Normal male rats were treated with saline or secretin (2.5 nmoles/kg BW/day by osmotic minipumps for one week). We evaluated: (I) intrahepatic bile duct mass (IBDM) in liver sections and PCNA expression in purified cholangiocytes; (II) SR and CFTR mRNA expression and secretin-stimulated cAMP levels in purified cholangiocytes; and (III) secretin-stimulated bile and bicarbonate secretion in bile fistula rats. In vitro, normal rat intrahepatic cholangiocyte lines (NRIC) were treated with BSA (basal) or secretin (100 nM) for 24 to 72 hours in the absence/presence of a PKA or a MEK inhibitor before evaluating proliferation by MTS assays.
Prolonged administration of secretin to normal rats increased IBDM and PCNA expression in purified cholangiocytes compared to saline-treated normal rats. Also, secretin increased the expression of proteins (SR and CFTR) that are key in the regulating ductal secretion and enhanced secretin-stimulated cAMP levels and bile and bicarbonate secretion. In vitro, secretin increased the proliferation of NRIC, increase that was prevented by PKA and MAPK inhibitors.
We have demonstrated that secretin stimulates both in vivo and in vitro biliary proliferation and secretin-stimulated ductal secretory activity in normal rats. We suggest that the stimulatory effect of secretin on biliary proliferation and secretion may be important for preventing biliary dysfunction during ductopenic disorders.

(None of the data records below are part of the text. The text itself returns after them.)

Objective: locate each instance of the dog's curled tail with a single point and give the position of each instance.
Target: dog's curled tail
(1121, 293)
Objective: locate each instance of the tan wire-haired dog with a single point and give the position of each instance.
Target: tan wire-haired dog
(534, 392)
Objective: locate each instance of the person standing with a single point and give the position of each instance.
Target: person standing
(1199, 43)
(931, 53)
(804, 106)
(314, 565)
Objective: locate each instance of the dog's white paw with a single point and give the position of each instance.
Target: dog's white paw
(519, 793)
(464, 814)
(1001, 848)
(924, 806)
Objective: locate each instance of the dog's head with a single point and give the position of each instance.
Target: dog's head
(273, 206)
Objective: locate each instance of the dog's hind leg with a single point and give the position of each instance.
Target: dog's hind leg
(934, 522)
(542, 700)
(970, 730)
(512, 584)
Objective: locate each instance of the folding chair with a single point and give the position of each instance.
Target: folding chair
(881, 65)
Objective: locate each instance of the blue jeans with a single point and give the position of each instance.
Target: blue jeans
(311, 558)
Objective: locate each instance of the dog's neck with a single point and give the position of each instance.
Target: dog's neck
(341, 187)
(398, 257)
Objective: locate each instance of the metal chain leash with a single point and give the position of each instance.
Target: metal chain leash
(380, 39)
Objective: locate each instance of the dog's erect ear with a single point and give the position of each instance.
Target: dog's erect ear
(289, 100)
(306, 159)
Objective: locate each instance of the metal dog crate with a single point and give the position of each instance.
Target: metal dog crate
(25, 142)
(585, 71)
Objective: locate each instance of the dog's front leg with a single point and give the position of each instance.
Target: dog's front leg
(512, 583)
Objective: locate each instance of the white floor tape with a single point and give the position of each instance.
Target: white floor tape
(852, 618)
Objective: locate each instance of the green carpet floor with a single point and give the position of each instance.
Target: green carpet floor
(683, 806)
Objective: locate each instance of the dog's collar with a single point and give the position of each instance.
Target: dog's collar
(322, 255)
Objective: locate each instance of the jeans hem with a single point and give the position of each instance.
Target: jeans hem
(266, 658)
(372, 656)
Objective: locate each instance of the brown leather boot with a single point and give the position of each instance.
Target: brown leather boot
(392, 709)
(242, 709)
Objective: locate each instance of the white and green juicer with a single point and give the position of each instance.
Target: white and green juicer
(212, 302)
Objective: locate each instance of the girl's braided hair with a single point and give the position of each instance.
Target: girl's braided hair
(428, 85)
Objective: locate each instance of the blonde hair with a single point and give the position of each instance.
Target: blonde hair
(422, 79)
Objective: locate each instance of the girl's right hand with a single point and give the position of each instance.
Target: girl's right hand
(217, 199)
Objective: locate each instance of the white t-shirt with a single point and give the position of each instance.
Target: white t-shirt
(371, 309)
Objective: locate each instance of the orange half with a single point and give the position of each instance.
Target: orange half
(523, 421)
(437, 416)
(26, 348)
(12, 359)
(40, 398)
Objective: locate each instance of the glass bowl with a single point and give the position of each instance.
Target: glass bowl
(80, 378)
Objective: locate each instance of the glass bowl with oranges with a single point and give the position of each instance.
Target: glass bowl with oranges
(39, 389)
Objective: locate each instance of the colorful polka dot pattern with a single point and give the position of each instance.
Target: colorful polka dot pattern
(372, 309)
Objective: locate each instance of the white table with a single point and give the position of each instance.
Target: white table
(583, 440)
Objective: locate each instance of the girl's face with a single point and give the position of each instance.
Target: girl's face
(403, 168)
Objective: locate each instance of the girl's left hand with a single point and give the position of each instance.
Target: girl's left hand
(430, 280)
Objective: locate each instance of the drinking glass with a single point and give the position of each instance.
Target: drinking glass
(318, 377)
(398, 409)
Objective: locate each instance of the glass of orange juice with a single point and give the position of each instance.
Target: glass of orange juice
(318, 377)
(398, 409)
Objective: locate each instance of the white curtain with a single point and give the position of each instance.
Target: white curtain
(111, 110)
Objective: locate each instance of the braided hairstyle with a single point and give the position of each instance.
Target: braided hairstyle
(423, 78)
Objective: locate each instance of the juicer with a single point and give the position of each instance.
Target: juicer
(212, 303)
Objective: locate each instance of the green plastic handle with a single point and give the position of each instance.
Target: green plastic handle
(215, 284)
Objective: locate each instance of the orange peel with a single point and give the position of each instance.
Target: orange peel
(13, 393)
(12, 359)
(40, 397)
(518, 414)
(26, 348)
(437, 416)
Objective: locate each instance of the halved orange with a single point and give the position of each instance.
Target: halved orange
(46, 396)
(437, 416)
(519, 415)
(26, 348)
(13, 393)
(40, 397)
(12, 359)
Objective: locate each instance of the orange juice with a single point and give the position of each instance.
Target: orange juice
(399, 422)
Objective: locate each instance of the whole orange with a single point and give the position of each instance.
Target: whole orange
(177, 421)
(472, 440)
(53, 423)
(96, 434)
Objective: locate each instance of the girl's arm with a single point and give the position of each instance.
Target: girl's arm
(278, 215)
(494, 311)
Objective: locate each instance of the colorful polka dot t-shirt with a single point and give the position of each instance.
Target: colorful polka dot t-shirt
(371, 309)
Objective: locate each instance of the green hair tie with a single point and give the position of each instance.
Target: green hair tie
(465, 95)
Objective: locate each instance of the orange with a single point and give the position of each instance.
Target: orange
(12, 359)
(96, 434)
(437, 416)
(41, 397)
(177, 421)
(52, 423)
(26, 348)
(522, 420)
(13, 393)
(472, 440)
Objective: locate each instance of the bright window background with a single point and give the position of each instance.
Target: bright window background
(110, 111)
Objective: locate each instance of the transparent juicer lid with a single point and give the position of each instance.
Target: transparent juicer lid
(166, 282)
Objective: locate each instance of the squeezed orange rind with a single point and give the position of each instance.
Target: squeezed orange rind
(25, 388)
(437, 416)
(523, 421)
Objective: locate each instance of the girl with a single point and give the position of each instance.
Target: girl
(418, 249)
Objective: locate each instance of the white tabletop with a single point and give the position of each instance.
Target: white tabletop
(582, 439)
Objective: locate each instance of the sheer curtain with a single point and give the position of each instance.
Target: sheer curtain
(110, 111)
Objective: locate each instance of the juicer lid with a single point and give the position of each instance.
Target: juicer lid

胆管细胞增殖受到多种胃肠激素/肽的协调调节,其中一些表现出刺激作用,而另一些则对胆管细胞增殖具有抑制作用。增强的胆汁分泌增殖[例如胆管结扎(BDL)和部分肝切除后]与胆囊收缩素受体(SR)、囊性纤维化跨膜电导调节剂(CFTR)和 Cl(-)/HCO3(-)阴离子交换体 2 的表达增加以及胆囊收缩素刺激的胆管分泌有关,而胆管的丧失/损伤[例如急性四氯化碳(CCl4)给药后]与胆囊收缩素刺激的胆管分泌活性降低有关。关于胃肠激素在调节胆汁生长中的作用,有越来越多的信息。例如,虽然胃泌素、生长抑素和 5-羟色胺通过下调 cAMP 信号来抑制胆汁淤积大鼠的胆管增生,但已经表明胆囊收缩素通过激活环腺苷酸 3',5'-单磷酸(cAMP)依赖性信号来刺激正常小鼠的增殖。然而,关于胆囊收缩素对正常大鼠胆汁分泌增殖的刺激作用,尚无信息。因此,我们评估了胆囊收缩素对正常大鼠胆汁分泌增殖、关键胆管分泌标志物的表达和胆囊收缩素刺激的胆管分泌的体内和体外作用。
正常雄性大鼠用生理盐水或胆囊收缩素(通过渗透微型泵每天 2.5nmoles/kgBW)治疗一周。我们评估了:(I)肝切片中的肝内胆管质量(IBDM)和纯化胆管细胞中的 PCNA 表达;(II)纯化胆管细胞中的 SR 和 CFTR mRNA 表达和胆囊收缩素刺激的 cAMP 水平;和(III)胆汁瘘大鼠中胆囊收缩素刺激的胆汁和碳酸氢盐分泌。在体外,用 BSA(基础)或胆囊收缩素(100nM)处理正常大鼠肝内胆管细胞系(NRIC)24 至 72 小时,然后在存在/不存在 PKA 或 MEK 抑制剂的情况下,通过 MTS 测定评估增殖。
与生理盐水处理的正常大鼠相比,长期给予正常大鼠胆囊收缩素可增加 IBDM 和纯化胆管细胞中的 PCNA 表达。此外,胆囊收缩素增加了调节胆管分泌的关键蛋白(SR 和 CFTR)的表达,并增强了胆囊收缩素刺激的 cAMP 水平和胆汁及碳酸氢盐分泌。在体外,胆囊收缩素增加了 NRIC 的增殖,PKA 和 MAPK 抑制剂可阻止这种增殖增加。
我们已经证明,胆囊收缩素刺激正常大鼠体内和体外的胆汁分泌增殖和胆囊收缩素刺激的胆管分泌活性。我们认为,胆囊收缩素对胆汁分泌增殖的刺激作用可能对预防导管缺失障碍期间的胆汁功能障碍很重要。